We swap ends for the second half, convinced of seeing more goals from the home side, and sit under the porch of the Youth Changing rooms, and watch one player warming up ask a fan for a chip.
Although his shouting seems to fall on deaf ears, you can’t fault his spirit, and the EGT keeper comes out for the second 45 with all the same enthusiasm, as he did in the first, regardless of being three goals down, “come on then fellas”, and Tom is quite right to say that at least someone has a bit of enthusiasm, because at the moment The Moatside is a little bit quiet.
“Standards” shouts the WC Manager, “play”. Even though his team are well ahead, and EGT show no sign of getting back in the game, he still wants a better level of performance from his team, because at the moment the team are just going through the motions, and the game is stagnating.
The lack of action makes Toms mind up for him and he goes on a tea run, and comes back having walked half way around the pitch with two china mugs, a step up from your standard white polystyrene, with that look of concentration on his face of someone trying their best not to spill any.
“Got yourselves a nice little spot there. Is that the blog cabin?” says Tony Gale as he walks around to the dug outs, opposite the main stand. We ask him his view of the League Cup, and it seems that regardless of the level of football, the early rounds of Cup competitions are used to “blood youngsters”, and as they have “no reserves or youth team, during the ground share” it’s even more important of an opportunity for the manager to assess all parts of his squad. He is though slightly cautious, as we comment on how well the game is going, “we have lost from better positions”.
EGT’s frustration starts to show as the game begins to descend into a bit of a bad tempered one, on and off the pitch, as the fouls start to mount up, and both coaches exchange a few words, the EGT coach sounding like Taggart, but harder and more Scottish. At one point after two players come together, the WC player signals to his manager “take me off, he is going to send me off” referring to his perceived harsh treatment by the referee, and his coach agrees, as he is subbed off shortly after.
The group of kids have lost interest, and you can’t really blame them, they would rather kick about a flat ball than watch the game, occasionally breaking away from their own game to harangue the EGT keeper again, whenever he takes a goal kick all you can hear is “Woooooooooooooooo”.
Full time is almost upon us, and EGT’s bad night is compounded after they are given a golden chance to score, only for the player under no pressure at all, puts it wide, ironically it would have been easier to score, and then they concede a fourth.
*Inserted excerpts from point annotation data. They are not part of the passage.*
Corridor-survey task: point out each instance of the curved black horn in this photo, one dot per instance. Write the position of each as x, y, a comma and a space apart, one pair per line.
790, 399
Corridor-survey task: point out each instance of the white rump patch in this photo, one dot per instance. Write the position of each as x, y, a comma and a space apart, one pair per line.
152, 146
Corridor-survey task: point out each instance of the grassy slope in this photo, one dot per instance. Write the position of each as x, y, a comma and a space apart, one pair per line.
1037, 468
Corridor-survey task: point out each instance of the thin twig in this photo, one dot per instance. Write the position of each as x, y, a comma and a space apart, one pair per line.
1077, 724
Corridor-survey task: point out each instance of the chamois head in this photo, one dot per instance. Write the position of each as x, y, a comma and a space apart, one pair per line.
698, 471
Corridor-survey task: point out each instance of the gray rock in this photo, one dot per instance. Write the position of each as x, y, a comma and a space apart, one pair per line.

In the words of the EGT keeper “IT’S TOO EASY” as the WC players pass their way into the area, unopposed, and after a short solo run, the player drops his shoulder, leaves two EGT player for dead, and dinks it over the goalie, and that’s how it ends, 4 – 0.
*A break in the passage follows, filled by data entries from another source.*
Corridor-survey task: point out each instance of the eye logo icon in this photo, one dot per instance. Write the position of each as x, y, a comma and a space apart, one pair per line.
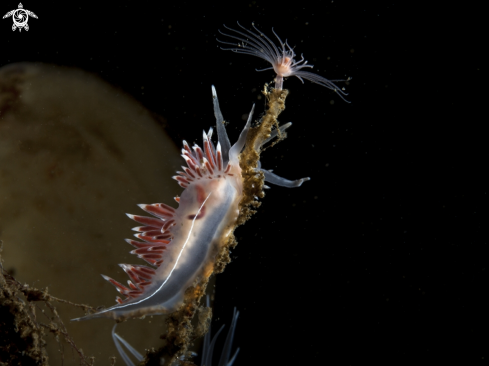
20, 17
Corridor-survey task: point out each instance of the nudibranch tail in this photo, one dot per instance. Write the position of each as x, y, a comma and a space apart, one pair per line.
182, 245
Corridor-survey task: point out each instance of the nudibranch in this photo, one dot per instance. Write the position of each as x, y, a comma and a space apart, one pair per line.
181, 245
281, 58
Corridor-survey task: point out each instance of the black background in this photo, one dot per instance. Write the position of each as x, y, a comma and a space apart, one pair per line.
379, 259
A small child mans the gate allowing the players off, keeping the spectators from getting in their way. The main stand is quickly empty, and is littered with the yellow and white tea mugs. A man straining under the weight of a rice filled pressure cooker makes his way to the boardroom and someone asks him “is that from the boot of your car?”
The rain is at its heaviest, we are quite far from home, and are struggling to find a cab to the station. Once we do, “it will be with you in 10 minutes” turns into 30 minutes, as we stand under a tree, desperately trying to keep dry.
It was a warm welcome, and people were very friendly. WC’s performance on the night was pretty flawless, and the lobbed goal was great, but EGT really did not make it very hard for them.
I’m sure that WC will be looking forward to being back on home soil soon close to their fans, because tonight’s experience was a little bit flat to say the least, but perhaps we can blame that on the rain Gods!